MIGHTY 25: Elizabeth ‘Libby’ Jamison took milspouse employment advocacy to the president

Jessica Manfre
Nov 1, 2023 9:00 AM PDT
4 minute read
Libby Jamison with family.

Libby Jamison with family.

SUMMARY

Senior advisor to Joining Forces and attorney for the VA Elizabeth “Libby” Jamison used her platform to champion military spouse employment.

Senior advisor to Joining Forces and attorney for the VA Elizabeth “Libby” Jamison used her platform to champion an executive order for military spouse employment - and she’s just getting started.

Understanding the challenges of military life is nothing new for Jamison. 

“I’m a Navy brat, my dad was a submariner and I grew up moving all over the place. My mom was a computer science graduate from the 70s and I watched her struggle balancing a career and us kids,” she explained. “It was hard back then and they’d go months without any communication. Eventually, she had to give up her career until my dad got out.”

Watching her mother left an impression on her. 

“When I became a Navy spouse myself, I picked law school because I figured there are lawyers all over the country and I wouldn’t have to give anything up,” Jamison added. 

Despite it being a profession that’s always in high demand, she didn’t realize how complicated the licensing process would be as she moved from state to state. Jamison completed law school in San Diego and was able to launch her own firm. Then, her husband got orders for Florida. 

Not only was she going to have to get relicensed for another state but Jamison would be required to sit for yet another bar exam – a $5,000 requirement to practice law. 

“As I was researching, I came across the Military Spouse JD Network. It was basically a tribe of career-minded military spouses trying to juggle the same things I was,” she said. “From there, I connected with the folks at Hiring our Heroes and it just seemed like the perfect moment to start advocating for the DOD and employers to understand our struggle.”

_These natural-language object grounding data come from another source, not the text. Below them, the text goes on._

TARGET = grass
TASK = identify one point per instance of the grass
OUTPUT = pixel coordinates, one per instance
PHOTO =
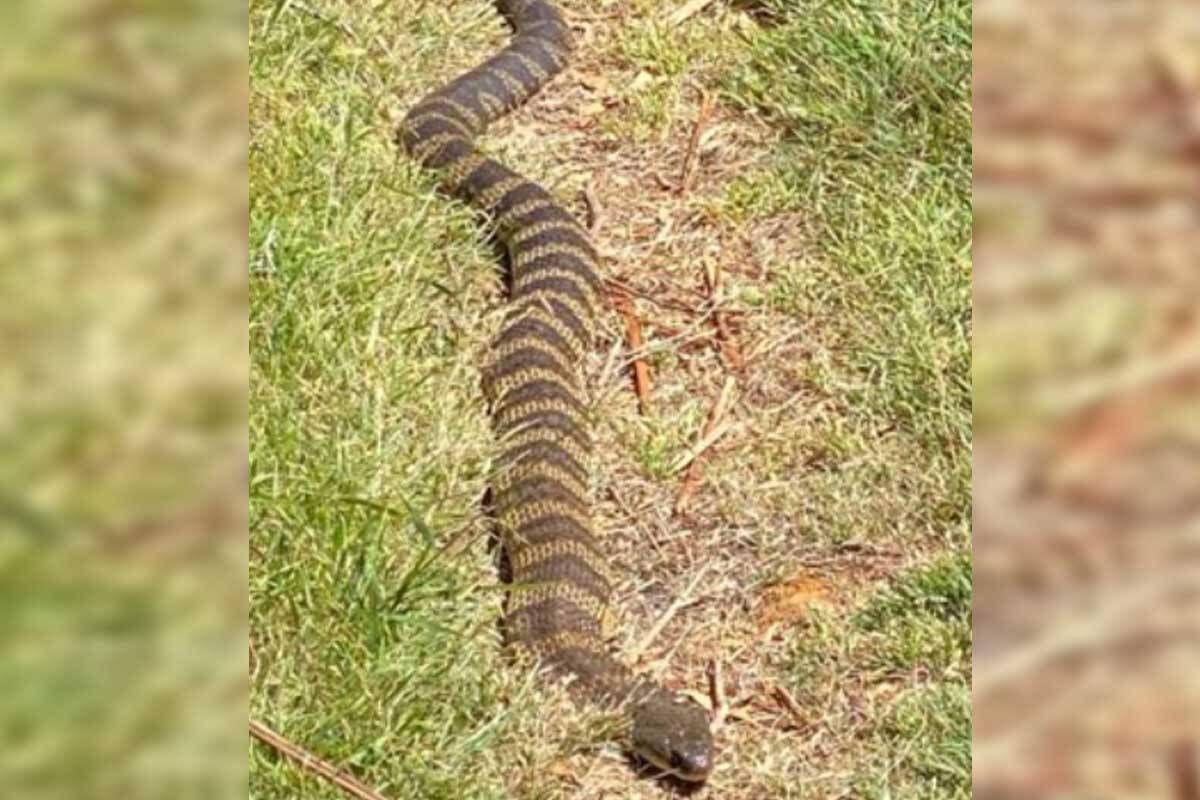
(833, 194)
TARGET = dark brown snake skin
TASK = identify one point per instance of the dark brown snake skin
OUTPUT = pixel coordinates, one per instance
(561, 581)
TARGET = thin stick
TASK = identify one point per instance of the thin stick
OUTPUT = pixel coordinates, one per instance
(681, 601)
(708, 434)
(689, 10)
(634, 337)
(312, 763)
(714, 426)
(792, 705)
(717, 690)
(595, 210)
(727, 346)
(697, 128)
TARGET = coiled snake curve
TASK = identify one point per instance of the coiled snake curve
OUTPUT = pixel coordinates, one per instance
(561, 581)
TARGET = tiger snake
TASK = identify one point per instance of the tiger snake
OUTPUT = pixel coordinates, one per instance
(561, 583)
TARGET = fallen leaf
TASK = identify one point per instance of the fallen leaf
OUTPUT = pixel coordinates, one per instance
(791, 601)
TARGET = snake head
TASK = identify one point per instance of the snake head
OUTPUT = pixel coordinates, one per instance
(671, 733)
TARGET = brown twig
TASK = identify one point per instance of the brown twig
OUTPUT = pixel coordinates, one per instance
(717, 691)
(708, 435)
(634, 338)
(595, 210)
(697, 130)
(726, 343)
(312, 763)
(682, 600)
(792, 705)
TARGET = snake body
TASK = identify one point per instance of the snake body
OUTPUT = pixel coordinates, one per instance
(561, 582)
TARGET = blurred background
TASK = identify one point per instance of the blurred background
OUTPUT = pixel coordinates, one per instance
(1086, 378)
(123, 398)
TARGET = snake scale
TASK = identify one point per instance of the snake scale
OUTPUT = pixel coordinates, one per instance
(561, 582)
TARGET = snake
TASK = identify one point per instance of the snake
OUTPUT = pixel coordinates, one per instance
(561, 583)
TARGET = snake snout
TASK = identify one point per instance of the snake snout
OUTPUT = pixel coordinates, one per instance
(672, 734)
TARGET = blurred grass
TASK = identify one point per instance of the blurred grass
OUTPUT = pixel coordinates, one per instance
(123, 242)
(1087, 367)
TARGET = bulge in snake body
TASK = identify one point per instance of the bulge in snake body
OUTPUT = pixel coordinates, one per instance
(561, 583)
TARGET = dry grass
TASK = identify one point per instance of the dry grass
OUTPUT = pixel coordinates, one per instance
(124, 382)
(1086, 376)
(834, 208)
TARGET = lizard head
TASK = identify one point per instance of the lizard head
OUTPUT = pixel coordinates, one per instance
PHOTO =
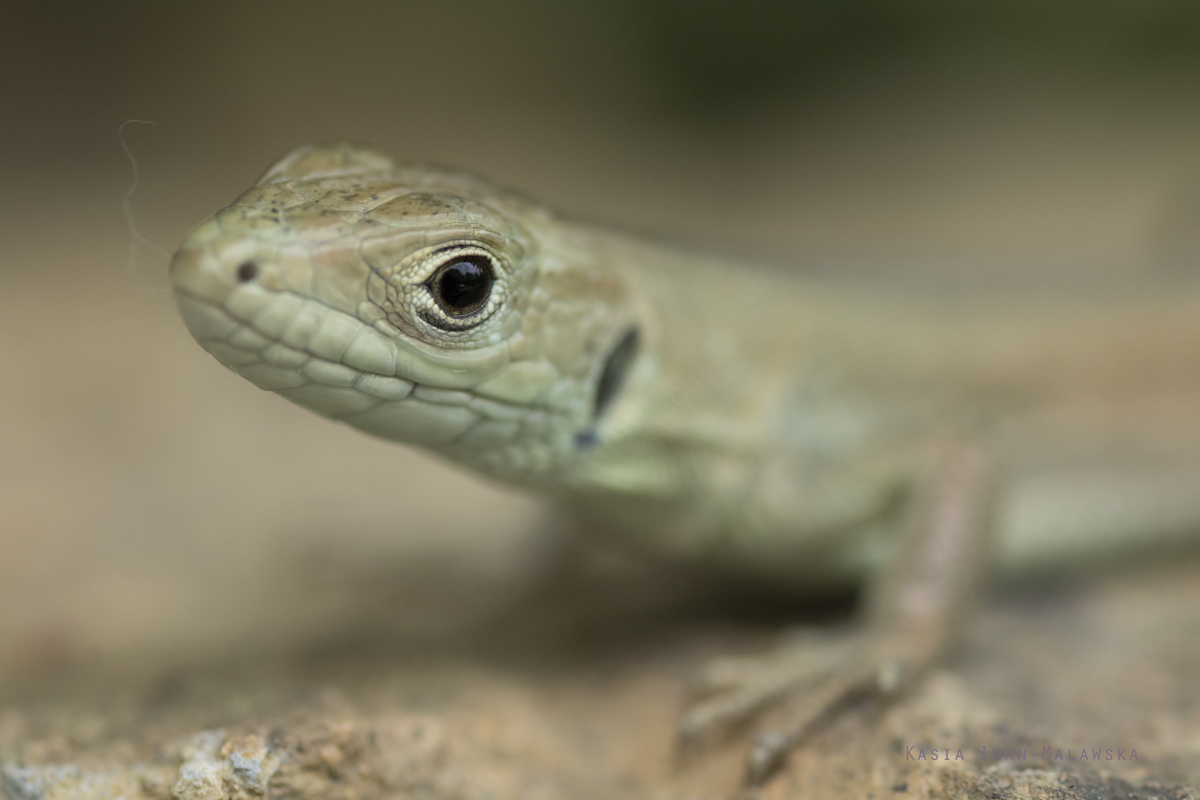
(415, 304)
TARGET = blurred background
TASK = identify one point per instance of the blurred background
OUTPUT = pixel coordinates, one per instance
(151, 503)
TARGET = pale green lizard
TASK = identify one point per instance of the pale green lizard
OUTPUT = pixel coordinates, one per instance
(797, 431)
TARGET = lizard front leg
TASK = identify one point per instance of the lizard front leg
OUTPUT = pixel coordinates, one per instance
(912, 613)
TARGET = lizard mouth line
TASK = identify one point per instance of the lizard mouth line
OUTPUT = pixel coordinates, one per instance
(330, 386)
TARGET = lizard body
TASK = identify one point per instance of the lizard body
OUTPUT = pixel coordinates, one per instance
(749, 421)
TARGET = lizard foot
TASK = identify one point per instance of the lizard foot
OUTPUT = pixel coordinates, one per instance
(791, 691)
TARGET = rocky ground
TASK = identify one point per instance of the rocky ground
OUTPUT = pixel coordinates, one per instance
(1081, 691)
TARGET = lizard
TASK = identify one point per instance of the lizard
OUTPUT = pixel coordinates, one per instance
(802, 432)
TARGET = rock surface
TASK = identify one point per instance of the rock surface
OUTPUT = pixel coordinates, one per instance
(1081, 691)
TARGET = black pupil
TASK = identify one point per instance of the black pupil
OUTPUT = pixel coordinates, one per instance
(463, 286)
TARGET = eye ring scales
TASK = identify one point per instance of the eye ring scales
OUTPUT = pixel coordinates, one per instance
(462, 284)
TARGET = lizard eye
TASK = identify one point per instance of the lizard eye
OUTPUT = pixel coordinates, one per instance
(462, 284)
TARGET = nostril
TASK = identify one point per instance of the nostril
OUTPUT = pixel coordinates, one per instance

Jamison was soon the communications director for the MSJDN and eventually, its president. When her husband was stationed in Washington D.C., she started working for the VA, and her boss, an Air Force spouse, had just started advocating for remote positions. When orders came down to go back to San Diego, Jamison was able to keep her job.

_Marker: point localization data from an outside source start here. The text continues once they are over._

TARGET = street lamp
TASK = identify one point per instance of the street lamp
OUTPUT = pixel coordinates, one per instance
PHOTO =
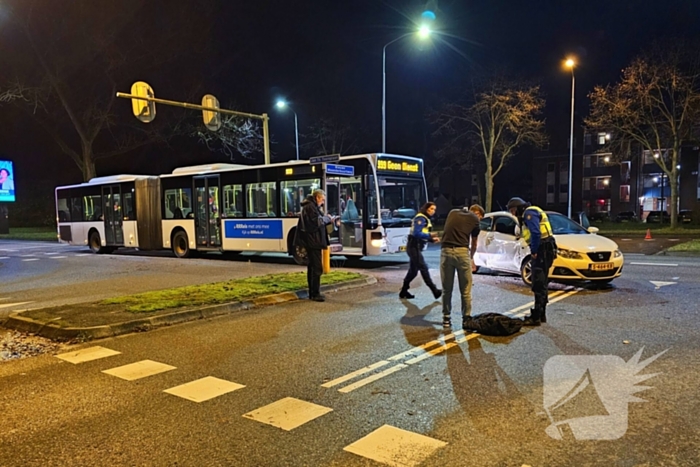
(424, 32)
(281, 104)
(570, 64)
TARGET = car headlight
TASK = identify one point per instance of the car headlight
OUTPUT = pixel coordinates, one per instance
(568, 254)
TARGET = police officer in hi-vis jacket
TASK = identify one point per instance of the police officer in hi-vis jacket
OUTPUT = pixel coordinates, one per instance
(419, 236)
(536, 230)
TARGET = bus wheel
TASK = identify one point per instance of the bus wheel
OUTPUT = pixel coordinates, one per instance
(95, 243)
(181, 245)
(300, 255)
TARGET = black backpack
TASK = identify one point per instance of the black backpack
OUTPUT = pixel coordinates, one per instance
(493, 324)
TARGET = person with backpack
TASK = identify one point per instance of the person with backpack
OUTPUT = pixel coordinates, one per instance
(536, 230)
(312, 234)
(420, 235)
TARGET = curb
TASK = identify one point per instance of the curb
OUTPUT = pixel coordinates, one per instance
(679, 254)
(53, 332)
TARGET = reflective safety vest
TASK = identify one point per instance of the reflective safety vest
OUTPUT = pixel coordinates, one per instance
(428, 226)
(545, 226)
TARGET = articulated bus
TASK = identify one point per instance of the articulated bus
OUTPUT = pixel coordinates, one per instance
(236, 208)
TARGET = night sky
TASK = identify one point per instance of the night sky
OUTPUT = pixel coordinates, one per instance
(325, 58)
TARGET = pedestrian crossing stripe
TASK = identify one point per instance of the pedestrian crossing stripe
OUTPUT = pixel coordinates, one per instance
(288, 413)
(87, 355)
(204, 389)
(395, 447)
(139, 370)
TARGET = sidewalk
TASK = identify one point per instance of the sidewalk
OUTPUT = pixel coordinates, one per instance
(92, 321)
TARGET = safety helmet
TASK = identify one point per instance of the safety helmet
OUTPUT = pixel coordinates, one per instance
(517, 203)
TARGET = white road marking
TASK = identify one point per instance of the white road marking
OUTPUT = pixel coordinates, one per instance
(87, 355)
(204, 389)
(288, 413)
(139, 370)
(422, 352)
(395, 447)
(660, 284)
(8, 305)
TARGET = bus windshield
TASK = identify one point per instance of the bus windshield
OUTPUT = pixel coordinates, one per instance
(400, 198)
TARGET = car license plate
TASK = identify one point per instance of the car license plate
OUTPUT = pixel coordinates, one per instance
(602, 266)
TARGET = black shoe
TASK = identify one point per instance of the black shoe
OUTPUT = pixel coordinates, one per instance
(530, 321)
(406, 294)
(467, 324)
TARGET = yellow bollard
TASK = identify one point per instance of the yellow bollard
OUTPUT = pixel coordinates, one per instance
(326, 260)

“I got promoted for the first time ever and was able to grow in that role,” she shared. “I was able to go back to D.C. for a Congressional Fellowship and I spent a year on the Hill. It all happened because I had a boss who saw the potential for military spouses.”

In 2019, she was named the Military.com Spouse Changemaker of the Year for her advocacy work.

Through her fellowship and work in Congress, Jamison connected with the Obama Administration and Joining Forces, a White House initiative to support military families. When the Biden Administration reconstituted Joining Forces and asked her to come on board as a detail from the VA in 2021 to support the program, it was an immediate yes. 

“It’s been an unbelievable opportunity to work with Dr. Biden and the team for the benefit of military families,” she said. “I was able to work with our partners, not just at the White House, but DOD and DOL and USDA, agencies that you would not necessarily even think are engaged on this that are doing really great things, and we launched the first-ever Military Spouse Employee Resource Group government-wide.

Study after study found that military spouses were struggling with long wait times for licensure transfers and that around one in five spouses had a career field requiring a certification of some sort. Jamison and her partners got to work, alongside the Biden administration.

On her last day on detail to Joining Forces, she was on hand to witness the signing of the Executive Order on Advancing Economic Security for Military and Veteran Spouses, Military Caregivers and Survivors in June 2023. Jamison said she remains endlessly proud of the initiative and indicated that it will continue to grow each year.

Though Jamison has recently separated from her service member, her passion to serve those who serve has not waned.

“We want the agencies to be thinking about not just hiring but also the retention piece. A lot of what was included in there was things like administrative leave during a PCS, which was something that I had experienced. We shouldn’t have to use our vacation leave because our service member is being stationed somewhere new,” she explained. “So many of these things are not about giving preferential or special treatment to military spouses, it is about evening the playing field.”